Lax’s work started with his thesis work at NYU, and continued with a year on staff at Los Alamos from 1949-1951. It is remarkable that upon leaving Los Alamos to take a professorship at NYU his vision of the future technical work in the area of shock waves and CFD had already achieved remarkable clarity of purpose and direction. He spent the next 20 years filling in all the details and laying the foundation for CFD for hyperbolic conservation laws across the world. He returned to Los Alamos every summer for a while and encouraged his students to do the same. He always felt that the applied environment should provide inspiration for mathematics and the problems studied by Los Alamos were weighty and important. Moreover he was a firm believer in the cause of the defense of the Country and its ideals. Surely this was a product of being driven from his native Hungary by the Nazis and their allies.

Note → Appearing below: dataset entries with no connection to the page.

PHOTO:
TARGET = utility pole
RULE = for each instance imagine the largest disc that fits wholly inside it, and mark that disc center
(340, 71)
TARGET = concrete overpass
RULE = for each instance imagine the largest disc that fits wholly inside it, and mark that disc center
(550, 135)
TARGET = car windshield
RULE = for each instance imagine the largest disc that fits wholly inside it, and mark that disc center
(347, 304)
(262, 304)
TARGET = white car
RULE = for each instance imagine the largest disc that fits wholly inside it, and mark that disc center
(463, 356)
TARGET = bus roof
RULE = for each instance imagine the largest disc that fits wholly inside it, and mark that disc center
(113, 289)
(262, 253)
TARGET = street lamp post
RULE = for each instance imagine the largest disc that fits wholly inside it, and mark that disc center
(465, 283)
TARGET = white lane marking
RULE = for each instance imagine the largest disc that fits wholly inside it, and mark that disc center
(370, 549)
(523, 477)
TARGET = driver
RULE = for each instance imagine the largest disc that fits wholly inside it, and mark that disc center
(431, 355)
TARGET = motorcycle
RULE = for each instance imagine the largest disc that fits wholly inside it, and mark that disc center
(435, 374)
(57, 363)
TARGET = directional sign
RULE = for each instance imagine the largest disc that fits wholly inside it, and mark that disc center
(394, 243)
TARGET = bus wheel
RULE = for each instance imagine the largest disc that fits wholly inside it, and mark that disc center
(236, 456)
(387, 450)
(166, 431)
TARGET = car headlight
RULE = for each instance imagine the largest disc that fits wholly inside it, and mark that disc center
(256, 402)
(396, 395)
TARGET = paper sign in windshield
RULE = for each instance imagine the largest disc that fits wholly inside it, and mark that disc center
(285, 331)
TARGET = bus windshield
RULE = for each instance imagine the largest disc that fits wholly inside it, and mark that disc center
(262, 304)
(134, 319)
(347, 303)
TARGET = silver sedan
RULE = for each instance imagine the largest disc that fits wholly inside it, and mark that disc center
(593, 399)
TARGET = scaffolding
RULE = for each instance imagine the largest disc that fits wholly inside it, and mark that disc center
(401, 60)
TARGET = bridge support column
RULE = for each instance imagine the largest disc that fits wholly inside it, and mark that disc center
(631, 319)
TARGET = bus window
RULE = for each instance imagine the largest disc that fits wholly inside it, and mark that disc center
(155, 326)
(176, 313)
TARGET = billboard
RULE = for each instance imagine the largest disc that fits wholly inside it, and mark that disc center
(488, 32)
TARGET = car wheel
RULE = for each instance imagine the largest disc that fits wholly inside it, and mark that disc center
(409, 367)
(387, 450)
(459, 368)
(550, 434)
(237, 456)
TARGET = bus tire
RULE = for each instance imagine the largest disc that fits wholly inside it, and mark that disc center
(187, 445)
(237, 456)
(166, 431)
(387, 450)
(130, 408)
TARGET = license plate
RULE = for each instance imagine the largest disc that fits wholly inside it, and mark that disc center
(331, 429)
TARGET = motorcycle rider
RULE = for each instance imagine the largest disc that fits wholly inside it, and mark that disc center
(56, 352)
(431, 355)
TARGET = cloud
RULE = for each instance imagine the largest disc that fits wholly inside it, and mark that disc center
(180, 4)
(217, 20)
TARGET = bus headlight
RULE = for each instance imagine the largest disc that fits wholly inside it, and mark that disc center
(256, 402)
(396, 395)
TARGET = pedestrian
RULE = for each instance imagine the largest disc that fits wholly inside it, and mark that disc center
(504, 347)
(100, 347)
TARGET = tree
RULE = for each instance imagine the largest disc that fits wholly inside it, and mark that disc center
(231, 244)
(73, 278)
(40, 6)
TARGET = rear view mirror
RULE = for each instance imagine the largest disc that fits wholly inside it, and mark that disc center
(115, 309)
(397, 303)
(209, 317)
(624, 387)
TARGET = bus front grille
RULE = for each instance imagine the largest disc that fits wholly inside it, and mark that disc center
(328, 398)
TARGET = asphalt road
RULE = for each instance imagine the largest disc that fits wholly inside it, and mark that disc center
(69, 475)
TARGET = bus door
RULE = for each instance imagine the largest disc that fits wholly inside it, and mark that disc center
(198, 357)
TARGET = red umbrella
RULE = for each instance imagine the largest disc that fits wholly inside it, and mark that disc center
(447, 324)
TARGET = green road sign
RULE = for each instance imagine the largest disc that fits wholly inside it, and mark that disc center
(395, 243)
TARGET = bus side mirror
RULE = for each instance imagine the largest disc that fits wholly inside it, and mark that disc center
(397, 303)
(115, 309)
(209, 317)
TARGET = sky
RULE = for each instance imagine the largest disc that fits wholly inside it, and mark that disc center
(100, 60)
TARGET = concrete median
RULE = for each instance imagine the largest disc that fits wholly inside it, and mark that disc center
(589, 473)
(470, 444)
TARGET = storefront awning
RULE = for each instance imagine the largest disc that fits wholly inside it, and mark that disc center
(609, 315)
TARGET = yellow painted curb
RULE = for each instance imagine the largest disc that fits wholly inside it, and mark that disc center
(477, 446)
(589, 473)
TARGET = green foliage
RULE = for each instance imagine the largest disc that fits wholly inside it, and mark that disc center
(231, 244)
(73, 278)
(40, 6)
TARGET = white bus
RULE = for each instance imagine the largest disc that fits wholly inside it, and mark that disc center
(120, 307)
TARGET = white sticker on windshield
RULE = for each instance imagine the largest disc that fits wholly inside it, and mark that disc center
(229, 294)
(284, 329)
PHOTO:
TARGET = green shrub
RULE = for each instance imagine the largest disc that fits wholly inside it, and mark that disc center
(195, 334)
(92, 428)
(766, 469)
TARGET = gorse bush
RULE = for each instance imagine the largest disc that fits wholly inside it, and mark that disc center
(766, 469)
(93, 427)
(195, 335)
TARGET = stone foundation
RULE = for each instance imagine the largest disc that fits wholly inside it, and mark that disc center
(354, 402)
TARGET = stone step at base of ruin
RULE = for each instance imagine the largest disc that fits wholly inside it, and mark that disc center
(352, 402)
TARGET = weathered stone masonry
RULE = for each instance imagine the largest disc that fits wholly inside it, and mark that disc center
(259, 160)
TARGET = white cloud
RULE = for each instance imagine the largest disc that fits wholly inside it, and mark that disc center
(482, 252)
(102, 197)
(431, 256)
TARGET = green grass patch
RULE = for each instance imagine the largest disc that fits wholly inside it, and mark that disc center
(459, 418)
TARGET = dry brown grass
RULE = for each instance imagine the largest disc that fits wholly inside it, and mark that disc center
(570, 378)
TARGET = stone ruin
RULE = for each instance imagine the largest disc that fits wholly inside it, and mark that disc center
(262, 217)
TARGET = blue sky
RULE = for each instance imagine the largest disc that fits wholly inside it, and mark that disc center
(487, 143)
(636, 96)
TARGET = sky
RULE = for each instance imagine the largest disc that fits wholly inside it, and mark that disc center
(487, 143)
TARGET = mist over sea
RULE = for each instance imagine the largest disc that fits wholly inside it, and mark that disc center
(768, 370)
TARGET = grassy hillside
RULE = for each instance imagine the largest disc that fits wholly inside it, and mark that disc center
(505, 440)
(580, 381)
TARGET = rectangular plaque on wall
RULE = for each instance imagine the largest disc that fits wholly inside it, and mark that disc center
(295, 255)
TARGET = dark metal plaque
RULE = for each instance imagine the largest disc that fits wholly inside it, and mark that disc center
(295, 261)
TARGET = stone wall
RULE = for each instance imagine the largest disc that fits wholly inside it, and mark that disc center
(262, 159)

Lax also comes from a Hungarian heritage that provided some of the greatest minds of the 20th Century with Von Neumann and Teller being standouts. Their immense intellectual gifts were driven Westward to America through the incalculable hatred and violence of the Nazis and their allies in World War 2. Ultimately, the United States benefited by providing these refugees sanctuary against the forces of hate and intolerance. This among other things led to the Nazis defeat and should provide an ample lesson regarding the values of tolerance and openness as a contrast.
The book closes with an overview of Lax’s major areas of technical achievement in a series of short essays. Lax received the Abel Prize for Mathematics in 2005 because of the depth and breath of his work in these areas. While hyperbolic conservation laws and CFD were foremost in his resume, he produced great mathematics in a number of other areas. In addition he provided continuous service to the NYU and United States in broader scientific leadership positions.

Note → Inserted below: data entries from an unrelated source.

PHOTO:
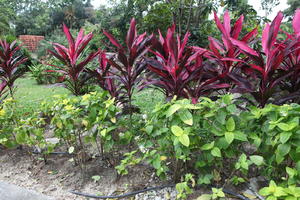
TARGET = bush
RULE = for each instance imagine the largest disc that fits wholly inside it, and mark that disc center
(220, 142)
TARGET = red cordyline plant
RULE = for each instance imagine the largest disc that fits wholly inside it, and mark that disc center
(104, 76)
(225, 55)
(10, 60)
(73, 64)
(2, 90)
(179, 71)
(266, 67)
(127, 66)
(291, 51)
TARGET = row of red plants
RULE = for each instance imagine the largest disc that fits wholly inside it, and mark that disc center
(231, 64)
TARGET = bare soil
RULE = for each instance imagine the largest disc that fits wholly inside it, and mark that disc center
(59, 176)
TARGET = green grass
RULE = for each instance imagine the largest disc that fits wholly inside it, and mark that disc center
(29, 94)
(147, 99)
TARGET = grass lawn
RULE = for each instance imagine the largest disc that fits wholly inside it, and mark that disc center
(30, 95)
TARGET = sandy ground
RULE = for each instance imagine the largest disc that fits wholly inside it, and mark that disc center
(59, 175)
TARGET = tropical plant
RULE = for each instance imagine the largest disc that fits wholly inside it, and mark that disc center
(264, 67)
(10, 60)
(2, 90)
(127, 65)
(178, 71)
(104, 76)
(225, 56)
(291, 62)
(71, 59)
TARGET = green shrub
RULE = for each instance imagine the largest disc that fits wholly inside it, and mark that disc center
(80, 121)
(219, 141)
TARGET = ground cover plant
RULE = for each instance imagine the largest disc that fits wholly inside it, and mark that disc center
(72, 64)
(202, 132)
(10, 60)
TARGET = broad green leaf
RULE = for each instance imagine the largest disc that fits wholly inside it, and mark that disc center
(149, 129)
(184, 139)
(238, 135)
(229, 136)
(286, 127)
(230, 124)
(283, 149)
(208, 146)
(265, 191)
(221, 116)
(216, 152)
(21, 137)
(285, 136)
(291, 172)
(71, 150)
(258, 160)
(227, 99)
(186, 116)
(172, 109)
(231, 108)
(177, 131)
(205, 197)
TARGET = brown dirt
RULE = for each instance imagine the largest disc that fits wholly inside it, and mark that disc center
(59, 175)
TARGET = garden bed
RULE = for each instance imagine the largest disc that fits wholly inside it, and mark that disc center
(59, 176)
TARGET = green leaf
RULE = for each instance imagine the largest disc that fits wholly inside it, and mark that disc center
(283, 149)
(177, 131)
(149, 129)
(286, 127)
(258, 160)
(186, 116)
(229, 136)
(172, 109)
(230, 124)
(238, 135)
(71, 150)
(265, 191)
(208, 146)
(21, 137)
(227, 99)
(216, 152)
(285, 136)
(291, 172)
(231, 108)
(184, 139)
(205, 197)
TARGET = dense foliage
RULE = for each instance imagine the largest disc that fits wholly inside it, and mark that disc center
(227, 106)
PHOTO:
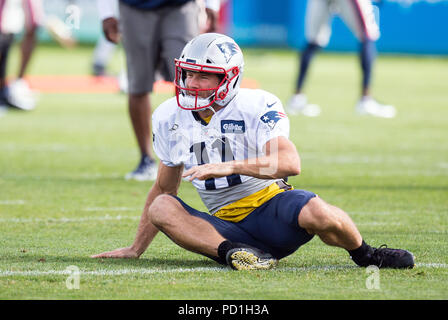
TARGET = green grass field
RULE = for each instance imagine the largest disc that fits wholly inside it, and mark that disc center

Before laying out these topics the book makes a special effort to describe Lax’s devotion to the creation of mathematics that is both pure and applied. In other words beautiful mathematics that stands toe to toe with any other pure math, but also has application to problems in the real world. He has an unwavering commitment to the idea that applied math should be good pure math too. The two are not in any way incompatible. Today too many mathematicians are keen to dismiss applied math as being a lesser topic and beneath pure math as a discipline.
This attitude is harmful to all of mathematics and the root of many deep problems in the field today. Mathematicians far and wide would be well-served to look to Lax as a shining example of how they should be thinking, solve problems, be of service and contribute to a better World.
…who may regard using finite differences as the last resort of a scoundrel that the theory of difference equations is a rather sophisticated affair, more sophisticated than the corresponding theory of partial differential equations.